One province requires a $71,000 down payment, while another’s average is under $17,000

As homebuyers navigate an uncertain real estate market, NerdWallet Canada’s latest Down Payment Monitor reveals the stark differences in down payment requirements across the country, underscoring the challenges faced by those hoping to enter the housing market.
The April 2025 edition of the report shows that the average home price in British Columbia remains the highest in the country at $963,323. This translates to a minimum down payment of $71,332, or $192,665 for a conventional 20% down payment. Ontario follows closely, with an average sale price of $860,545 and a minimum required down payment of $61,055.
In contrast, homebuyers in Saskatchewan encounter significantly lower barriers to entry, where the average home price stands at $338,869, with a minimum down payment of just $16,943. Newfoundland and Labrador, as well as New Brunswick, also offer relatively accessible entry points, with required down payments under $18,000 based on provincial averages.

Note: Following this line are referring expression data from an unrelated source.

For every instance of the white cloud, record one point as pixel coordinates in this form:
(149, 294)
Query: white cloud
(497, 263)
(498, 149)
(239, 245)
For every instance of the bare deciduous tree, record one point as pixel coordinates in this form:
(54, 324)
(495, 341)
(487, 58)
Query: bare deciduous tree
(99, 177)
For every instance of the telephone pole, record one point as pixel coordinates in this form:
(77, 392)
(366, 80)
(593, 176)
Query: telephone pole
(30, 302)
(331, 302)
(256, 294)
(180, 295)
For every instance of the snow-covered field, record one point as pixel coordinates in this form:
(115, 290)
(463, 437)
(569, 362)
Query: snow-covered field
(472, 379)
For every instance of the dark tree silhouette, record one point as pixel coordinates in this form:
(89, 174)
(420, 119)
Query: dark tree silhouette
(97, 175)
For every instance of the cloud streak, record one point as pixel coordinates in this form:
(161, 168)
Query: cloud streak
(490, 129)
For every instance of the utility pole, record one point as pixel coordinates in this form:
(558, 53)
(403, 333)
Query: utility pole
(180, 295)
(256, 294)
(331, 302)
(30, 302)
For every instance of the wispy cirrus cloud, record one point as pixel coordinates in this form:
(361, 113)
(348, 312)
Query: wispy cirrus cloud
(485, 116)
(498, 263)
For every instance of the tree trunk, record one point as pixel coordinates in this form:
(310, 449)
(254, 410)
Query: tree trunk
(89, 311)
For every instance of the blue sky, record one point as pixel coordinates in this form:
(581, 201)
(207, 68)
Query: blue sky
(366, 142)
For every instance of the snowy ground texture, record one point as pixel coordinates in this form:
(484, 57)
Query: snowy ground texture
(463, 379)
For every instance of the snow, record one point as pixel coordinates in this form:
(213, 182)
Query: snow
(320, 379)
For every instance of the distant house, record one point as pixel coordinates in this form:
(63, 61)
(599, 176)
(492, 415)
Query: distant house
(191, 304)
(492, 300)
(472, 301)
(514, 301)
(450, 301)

Manitoba stood out as a region of interest in March. Despite national market hesitation tied to economic concerns, Manitoba saw a nearly 25% increase in sales compared to February. The province’s average home price of $399,132 equates to a minimum down payment of $19,957. Cities like Winnipeg and Brandon presented even more affordability: in Winnipeg, single-family homes averaged $470,399 with a minimum down payment of $23,520, while in Brandon, single-family homes averaged $365,297 with a required minimum of $18,265.
Saving to get closer to homeownership
The report emphasizes the importance of understanding and preparing for down payment obligations, which are dictated by federal regulations requiring 5% on the first $500,000 and 10% on the remaining balance up to $1 million. For homes priced above $1 million, a 20% down payment is mandatory, according to the Canada Mortgage and Housing Corporation (CMHC).
“Unlike interest rates, your down payment is something you can control,” said Clay Jarvis, NerdWallet Canada’s mortgage expert and lead author of the report. “Every dollar you put away literally gets you closer to owning your own home.”
Amid a potential economic downturn fuelled by rising trade tensions with the United States, NerdWallet advises buyers not to abandon their savings plans. Instead, it recommends continuing regular contributions to tax-free or high-interest savings accounts, preparing for opportunities when market conditions improve.
The report concludes by reminding would-be homeowners that while home purchases may be delayed due to external factors, steady savings efforts can ensure readiness when the time is right.